I think some of that CF content could be added to the spec.
@bparees if the link @mcelep provided answers your question, then I will PR an update to the spec.
I find that explanation to be confusing - are those creds really meant to be shared with ALL CF users?
@shalako or @zrob - can you clarify the use case?
CF specific answer:
This value is how the broker requests to have an oauth client added to UAA. That client is used to allow service broker dashboards to use SSO with the UAA.
Given a broker has a UAA client and each service instance has an individualized service dashboard url. When a user goes to that dashboard url they can be redirected to the UAA login page for SSO to the dashboard. Now the user is signed in within the platform context and based on the permissions the user granted to the dashboard at sign in, the dashboard can apply permissions within the platform context. Remember that brokers don't have a concept of space/org, so it must ask CF for information regarding user permissions on a service instance.
thanks @zrob. So effectively it's information related to the configuration of service instance dashboard SSO via UAA.
@zrob so the CC currently takes the dashboard_client
in the response and creates a UAA client that the broker can use to verify tokens provided in the SSO flow? Does the token also contain the scopes of the CF user?
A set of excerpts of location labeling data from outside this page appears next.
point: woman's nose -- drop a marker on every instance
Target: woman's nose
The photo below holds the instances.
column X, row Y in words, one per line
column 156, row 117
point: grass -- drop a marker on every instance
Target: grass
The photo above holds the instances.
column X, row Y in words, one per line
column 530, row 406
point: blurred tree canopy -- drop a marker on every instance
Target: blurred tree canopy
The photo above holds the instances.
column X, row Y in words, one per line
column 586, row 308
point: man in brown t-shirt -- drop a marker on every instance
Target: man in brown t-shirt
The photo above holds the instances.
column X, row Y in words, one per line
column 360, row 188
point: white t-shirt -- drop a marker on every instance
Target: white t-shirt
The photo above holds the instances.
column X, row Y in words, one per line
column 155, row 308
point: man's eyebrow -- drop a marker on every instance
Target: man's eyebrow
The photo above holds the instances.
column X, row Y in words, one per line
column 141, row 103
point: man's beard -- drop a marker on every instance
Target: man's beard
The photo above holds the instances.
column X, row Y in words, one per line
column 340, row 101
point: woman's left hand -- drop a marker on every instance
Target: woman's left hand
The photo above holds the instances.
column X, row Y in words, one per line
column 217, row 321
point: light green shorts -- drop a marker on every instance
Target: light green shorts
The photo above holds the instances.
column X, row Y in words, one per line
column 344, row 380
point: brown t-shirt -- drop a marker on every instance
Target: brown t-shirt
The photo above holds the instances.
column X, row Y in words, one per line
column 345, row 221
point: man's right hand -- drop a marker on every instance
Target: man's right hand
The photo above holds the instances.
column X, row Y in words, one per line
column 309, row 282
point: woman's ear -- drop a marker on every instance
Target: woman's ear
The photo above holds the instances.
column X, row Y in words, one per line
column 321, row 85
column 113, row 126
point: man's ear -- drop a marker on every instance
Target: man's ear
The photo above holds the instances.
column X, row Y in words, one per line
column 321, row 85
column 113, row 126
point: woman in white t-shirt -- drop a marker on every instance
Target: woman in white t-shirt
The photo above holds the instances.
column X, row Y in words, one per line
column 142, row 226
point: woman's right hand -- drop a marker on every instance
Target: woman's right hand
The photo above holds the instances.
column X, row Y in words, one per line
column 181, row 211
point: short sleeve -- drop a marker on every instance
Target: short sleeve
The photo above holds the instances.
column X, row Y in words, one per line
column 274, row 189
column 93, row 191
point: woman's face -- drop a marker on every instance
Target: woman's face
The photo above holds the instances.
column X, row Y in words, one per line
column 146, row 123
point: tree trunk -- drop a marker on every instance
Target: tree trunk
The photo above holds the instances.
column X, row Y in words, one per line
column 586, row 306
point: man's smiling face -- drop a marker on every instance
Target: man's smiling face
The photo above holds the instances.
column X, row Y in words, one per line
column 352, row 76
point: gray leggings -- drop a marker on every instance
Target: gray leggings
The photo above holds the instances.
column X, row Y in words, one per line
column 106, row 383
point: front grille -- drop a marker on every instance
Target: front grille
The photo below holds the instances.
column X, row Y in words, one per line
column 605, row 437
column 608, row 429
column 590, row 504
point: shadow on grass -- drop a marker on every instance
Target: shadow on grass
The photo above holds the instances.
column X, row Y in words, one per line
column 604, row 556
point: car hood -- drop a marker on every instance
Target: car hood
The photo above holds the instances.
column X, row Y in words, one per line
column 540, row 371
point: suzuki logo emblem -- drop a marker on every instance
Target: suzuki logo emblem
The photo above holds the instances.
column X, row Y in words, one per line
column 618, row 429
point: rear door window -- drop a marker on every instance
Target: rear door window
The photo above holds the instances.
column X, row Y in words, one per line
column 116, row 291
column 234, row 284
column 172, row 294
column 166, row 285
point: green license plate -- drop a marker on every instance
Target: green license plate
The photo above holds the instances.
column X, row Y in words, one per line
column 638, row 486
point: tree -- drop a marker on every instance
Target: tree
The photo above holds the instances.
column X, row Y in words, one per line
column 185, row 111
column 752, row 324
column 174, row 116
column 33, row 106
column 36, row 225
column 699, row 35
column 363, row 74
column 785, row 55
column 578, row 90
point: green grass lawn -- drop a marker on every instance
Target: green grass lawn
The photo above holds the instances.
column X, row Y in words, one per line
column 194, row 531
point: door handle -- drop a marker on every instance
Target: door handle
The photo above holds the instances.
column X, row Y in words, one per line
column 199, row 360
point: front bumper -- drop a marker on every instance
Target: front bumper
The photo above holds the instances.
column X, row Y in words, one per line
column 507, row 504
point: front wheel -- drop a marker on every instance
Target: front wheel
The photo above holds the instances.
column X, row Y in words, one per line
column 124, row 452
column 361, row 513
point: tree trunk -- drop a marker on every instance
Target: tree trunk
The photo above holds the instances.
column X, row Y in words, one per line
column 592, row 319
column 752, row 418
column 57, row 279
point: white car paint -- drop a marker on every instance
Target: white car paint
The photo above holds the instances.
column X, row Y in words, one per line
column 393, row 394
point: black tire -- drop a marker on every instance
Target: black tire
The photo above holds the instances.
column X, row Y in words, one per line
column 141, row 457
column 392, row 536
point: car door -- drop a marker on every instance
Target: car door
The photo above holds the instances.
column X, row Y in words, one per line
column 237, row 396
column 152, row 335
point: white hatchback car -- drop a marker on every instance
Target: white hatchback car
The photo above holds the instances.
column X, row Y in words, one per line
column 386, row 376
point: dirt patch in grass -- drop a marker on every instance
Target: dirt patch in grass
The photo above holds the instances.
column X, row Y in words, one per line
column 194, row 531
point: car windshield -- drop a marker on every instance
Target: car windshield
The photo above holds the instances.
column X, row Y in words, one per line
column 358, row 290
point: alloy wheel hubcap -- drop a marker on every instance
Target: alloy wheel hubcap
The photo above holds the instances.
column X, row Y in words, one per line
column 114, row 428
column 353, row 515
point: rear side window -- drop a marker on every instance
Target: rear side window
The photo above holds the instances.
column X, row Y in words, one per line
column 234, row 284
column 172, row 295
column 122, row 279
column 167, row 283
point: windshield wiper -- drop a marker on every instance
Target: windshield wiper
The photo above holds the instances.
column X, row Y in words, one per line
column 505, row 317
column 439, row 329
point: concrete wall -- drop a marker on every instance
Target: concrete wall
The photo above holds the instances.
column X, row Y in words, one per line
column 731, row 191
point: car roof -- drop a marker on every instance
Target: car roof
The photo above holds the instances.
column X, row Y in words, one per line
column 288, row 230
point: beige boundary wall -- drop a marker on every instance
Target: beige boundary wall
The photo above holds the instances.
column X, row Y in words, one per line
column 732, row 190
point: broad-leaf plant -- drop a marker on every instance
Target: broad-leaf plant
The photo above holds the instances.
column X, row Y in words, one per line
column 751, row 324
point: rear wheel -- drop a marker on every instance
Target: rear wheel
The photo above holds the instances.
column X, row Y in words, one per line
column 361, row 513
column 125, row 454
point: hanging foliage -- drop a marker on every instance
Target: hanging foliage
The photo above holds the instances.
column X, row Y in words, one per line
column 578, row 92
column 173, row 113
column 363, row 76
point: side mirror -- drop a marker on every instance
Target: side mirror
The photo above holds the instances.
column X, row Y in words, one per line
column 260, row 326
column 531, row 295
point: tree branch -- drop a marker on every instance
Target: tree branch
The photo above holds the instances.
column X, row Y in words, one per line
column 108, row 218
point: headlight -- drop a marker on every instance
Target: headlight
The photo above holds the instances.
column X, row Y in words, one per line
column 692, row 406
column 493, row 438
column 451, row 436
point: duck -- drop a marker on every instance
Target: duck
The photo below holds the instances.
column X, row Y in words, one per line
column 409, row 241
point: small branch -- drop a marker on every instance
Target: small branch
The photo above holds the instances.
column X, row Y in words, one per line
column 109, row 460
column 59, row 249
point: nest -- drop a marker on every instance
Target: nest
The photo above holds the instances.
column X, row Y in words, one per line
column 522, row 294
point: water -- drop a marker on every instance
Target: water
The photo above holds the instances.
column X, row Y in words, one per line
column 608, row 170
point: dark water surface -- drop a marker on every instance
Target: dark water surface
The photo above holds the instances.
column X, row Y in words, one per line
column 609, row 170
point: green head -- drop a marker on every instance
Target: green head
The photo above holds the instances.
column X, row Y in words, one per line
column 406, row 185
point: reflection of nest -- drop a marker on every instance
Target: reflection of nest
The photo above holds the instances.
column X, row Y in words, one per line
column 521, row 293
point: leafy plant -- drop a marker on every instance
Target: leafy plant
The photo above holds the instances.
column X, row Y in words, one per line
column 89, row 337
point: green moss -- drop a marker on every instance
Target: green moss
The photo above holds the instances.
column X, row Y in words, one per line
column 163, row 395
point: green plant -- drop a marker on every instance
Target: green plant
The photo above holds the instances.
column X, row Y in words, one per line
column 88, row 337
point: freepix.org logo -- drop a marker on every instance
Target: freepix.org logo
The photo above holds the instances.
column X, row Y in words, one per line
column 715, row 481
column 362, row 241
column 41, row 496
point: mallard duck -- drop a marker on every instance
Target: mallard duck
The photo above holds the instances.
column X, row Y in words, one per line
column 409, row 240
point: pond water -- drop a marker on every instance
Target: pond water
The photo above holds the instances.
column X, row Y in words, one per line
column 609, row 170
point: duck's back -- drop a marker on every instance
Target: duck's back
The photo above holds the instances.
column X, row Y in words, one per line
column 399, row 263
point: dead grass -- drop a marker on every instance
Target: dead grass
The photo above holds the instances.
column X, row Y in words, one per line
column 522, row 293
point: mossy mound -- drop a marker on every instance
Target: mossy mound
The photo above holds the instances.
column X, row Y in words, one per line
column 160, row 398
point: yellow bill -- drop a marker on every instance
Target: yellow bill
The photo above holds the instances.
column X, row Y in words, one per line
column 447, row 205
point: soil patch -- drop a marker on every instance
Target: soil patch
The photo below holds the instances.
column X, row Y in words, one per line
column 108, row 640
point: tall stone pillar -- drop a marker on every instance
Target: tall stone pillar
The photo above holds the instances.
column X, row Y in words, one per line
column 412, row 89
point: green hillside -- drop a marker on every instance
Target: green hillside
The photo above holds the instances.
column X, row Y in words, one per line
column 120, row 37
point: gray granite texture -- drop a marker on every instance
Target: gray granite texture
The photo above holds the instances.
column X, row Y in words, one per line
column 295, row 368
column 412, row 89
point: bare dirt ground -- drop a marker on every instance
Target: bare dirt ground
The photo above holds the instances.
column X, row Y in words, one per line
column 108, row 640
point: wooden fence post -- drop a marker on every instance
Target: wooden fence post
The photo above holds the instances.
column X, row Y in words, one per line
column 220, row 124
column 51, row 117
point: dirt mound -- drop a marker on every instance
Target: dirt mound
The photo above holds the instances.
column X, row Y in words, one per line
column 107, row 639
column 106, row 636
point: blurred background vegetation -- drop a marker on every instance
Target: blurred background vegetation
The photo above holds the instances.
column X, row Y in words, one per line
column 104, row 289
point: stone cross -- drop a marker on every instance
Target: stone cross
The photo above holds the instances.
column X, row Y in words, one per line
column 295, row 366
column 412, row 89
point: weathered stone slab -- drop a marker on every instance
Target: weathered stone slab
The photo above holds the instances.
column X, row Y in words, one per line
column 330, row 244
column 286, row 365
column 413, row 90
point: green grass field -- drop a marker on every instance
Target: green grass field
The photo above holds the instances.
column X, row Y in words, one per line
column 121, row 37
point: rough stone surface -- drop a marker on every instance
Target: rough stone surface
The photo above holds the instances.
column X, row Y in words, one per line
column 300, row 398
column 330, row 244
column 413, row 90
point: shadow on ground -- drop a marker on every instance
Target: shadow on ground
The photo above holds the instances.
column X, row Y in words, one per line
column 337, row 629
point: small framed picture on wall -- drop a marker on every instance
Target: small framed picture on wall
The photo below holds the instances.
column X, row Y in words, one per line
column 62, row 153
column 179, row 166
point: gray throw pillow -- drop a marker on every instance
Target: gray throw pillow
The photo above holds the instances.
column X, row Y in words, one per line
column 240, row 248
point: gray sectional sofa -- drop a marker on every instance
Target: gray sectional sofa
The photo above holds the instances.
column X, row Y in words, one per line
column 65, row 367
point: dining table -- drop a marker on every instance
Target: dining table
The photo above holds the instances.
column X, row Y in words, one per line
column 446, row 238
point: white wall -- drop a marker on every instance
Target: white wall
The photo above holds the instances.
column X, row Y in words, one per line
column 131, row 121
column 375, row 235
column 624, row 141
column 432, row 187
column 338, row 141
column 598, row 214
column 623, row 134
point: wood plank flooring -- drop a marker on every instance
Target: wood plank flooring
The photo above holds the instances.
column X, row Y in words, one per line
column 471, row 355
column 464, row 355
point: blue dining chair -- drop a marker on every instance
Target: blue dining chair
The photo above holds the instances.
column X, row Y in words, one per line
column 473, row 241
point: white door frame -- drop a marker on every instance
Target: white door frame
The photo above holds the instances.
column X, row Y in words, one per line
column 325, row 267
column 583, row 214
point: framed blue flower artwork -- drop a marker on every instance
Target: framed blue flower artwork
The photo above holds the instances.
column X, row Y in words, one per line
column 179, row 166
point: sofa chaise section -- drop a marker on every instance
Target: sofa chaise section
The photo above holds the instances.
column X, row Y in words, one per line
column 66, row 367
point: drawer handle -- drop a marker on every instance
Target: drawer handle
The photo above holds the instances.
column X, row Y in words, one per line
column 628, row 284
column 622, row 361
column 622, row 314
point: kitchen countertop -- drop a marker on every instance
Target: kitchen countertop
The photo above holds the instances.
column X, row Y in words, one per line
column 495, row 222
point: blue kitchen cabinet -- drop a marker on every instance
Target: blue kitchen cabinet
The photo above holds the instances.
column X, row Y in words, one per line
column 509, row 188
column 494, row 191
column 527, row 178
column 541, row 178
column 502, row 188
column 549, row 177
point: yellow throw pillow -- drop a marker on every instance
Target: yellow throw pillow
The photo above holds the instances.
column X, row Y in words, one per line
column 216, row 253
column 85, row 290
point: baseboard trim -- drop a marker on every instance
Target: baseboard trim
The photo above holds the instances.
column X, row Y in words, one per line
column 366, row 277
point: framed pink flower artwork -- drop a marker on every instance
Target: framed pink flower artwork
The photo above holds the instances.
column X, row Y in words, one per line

Think of the SSO flow you see when you use google or facebook to sign into some third party. The first time you sign in it asks you what things you'll allow the third party to see: ie email address, home address, make posts on user behalf. The same thing is true here, the dashboard can ask for the user to allow certain things, the user can say yes or no, then based on those choices the dashboard can act as the user up to the level of granted permission.
dashboard_client
has been moved to the CF Catalog Extensions section of the profile doc, so closing this
It's not entirely clear to me how https://github.com/openservicebrokerapi/servicebroker/blob/master/spec.md#dashboard-client-object- is intended to be used.
Since it is part of the catalog entry, and not a specific service instance, it would seem to assume that all service instances for a given catalog entry are going to share the same dashboard infrastructure, but that doesn't seem like a valid assumption.
Am I understanding the field(and implied limitations) correctly?